Profesor Milan Katuninec during his speech at the WOW seminar on the Social Dialogue in Europe

Profesor Milan Katuninec of the Slowakian Trnva Univeristy spoke on the WOW seminar on the social dialogue in Europe. We have the pleasure to publish here the first of three important partis of his speech that can be useful for trade unions elsewhere in the world.

"Despite different developments of trade unionism, we all agree that the trade union movement must be an important part of civil society. But from 1989 there has been a widespread decline in the trade union membership in all central and east European countries. Poland has a level of union density of less than 15%, Hungary 16,8%, Czech Republic and Slovakia 17%, Bulgaria about 20%, and only in Romania is the density with 33% above the EU average.There have been many attempts to explain this negative trend and I know that we have no time to deal with them in detail. I will mention briefly only some of them.

One reason for this is a large structural change in the industrial breakup of enterprises that have not been competitive in new market conditions, the privatization of enterprises and new companies with transnational capital. During the period of reckless privatization, there was a weakening of the position of the trade union movement in many enterprises, the basic social rights of employees were ignored, and the market economy was reflected in the uncompromising assertiveness of the unrestrained capitalism. Most of employees who remain today in the trade union organizations are working for former state-owned companies.  People, who have been sacked and have experienced unemployment, are less likely to join again a trade union after finding a new job, because they have lost trust in the trade union movement. 

In Central and Eastern Europe as well as in many west European countries where the unemployment grows, trade unions are losing their power. We can see in our countries a failure of active social policy, which emphasizes prevention of social problems by taking action „ex ante“.  There is a growing number of young people in Central and Eastern Europe without any work habits, without having to learn that nothing is free.
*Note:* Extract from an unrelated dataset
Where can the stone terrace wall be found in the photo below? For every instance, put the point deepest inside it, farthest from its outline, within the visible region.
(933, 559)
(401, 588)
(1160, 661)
There are 35.6 % young people in Slovak Republic unemployment and many of them are loosing active interest in work. They are without personal responsibility and roam the streets. This people, without acceptation that the borrowed money should have to be paid back, are living on state support without any hope for better future. In an unhealthy environment the importance of future and the strategy focused on goals of serving the common good is often underestimated, and the attention goes to the negotiations for solving of accumulated problems.  In such an environment we can not wonder that the view of young people on the social policy is significantly different from the view of the older generation, for whom unemployment is a huge shock. But there also are different views among young people."